Complex rheology refers to the study of fluids that exhibit non-Newtonian behavior, meaning their viscosity changes with applied stress or strain rate. Examples of such fluids include blood, polymers, slurries, and foams. CFD simulations, when combined with advanced rheological models, provide valuable insights into the flow behavior and performance of systems involving these complex fluids.
Complex rheological fluids pose unique challenges for engineers and scientists due to their non-linear and often time-dependent flow properties. This makes predicting their behavior in various applications and systems more complicated than for Newtonian fluids. CFD simulations, through the incorporation of appropriate rheological models, enable the accurate representation of these fluids’ characteristics and behavior under different flow conditions.

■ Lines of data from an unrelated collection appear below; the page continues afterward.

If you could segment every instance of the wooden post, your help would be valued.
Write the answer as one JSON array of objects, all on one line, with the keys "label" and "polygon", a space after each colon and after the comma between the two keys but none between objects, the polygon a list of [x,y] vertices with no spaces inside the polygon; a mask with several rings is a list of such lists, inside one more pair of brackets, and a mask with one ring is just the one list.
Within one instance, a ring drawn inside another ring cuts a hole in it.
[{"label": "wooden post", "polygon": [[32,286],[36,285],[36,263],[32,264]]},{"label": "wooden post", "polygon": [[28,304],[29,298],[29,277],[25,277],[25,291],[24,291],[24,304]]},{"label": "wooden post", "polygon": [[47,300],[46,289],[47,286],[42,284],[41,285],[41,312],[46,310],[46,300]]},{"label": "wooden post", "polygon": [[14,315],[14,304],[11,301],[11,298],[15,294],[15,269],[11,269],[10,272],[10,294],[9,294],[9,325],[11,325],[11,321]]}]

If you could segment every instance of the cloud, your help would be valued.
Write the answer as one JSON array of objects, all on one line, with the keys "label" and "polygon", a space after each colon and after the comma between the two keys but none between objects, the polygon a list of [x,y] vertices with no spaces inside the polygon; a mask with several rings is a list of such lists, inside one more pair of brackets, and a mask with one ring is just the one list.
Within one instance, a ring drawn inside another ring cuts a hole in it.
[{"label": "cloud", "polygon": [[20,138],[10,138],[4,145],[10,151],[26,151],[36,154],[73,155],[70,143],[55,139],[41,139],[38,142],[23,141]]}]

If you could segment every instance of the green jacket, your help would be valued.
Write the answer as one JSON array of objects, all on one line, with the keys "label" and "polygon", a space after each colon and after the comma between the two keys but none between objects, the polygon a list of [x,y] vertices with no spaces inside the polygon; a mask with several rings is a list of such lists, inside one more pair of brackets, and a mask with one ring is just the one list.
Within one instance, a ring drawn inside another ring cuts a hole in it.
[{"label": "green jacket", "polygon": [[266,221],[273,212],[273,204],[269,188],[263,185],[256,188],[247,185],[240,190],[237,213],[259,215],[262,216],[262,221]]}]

In CFD simulations, the choice of a suitable rheological model is critical for capturing the relevant fluid behavior. Common models for non-Newtonian fluids include the Bingham plastic, power-law, Herschel-Bulkley, and Carreau-Yasuda models, among others. These models consider factors such as shear-thinning, shear-thickening, and viscoelastic properties, enabling the simulation of complex fluid dynamics in a wide range of applications.
Applications that benefit from CFD simulations of complex rheology include:
- Biomedical engineering: Simulating blood flow in the cardiovascular system to inform the design of medical devices, such as stents and artificial heart valves, and to study disease progression.
- Food processing: Analyzing the flow of complex food materials, such as dough, sauces, or dairy products, to optimize processing techniques and equipment design.
- Polymer processing: Investigating the flow behavior of polymer melts and solutions during extrusion, injection molding, or film blowing to ensure optimal product quality and processing efficiency.
- Slurry transport: Examining the flow of solid-liquid mixtures, such as mineral slurries or wastewater sludge, to optimize pipeline design and pumping strategies.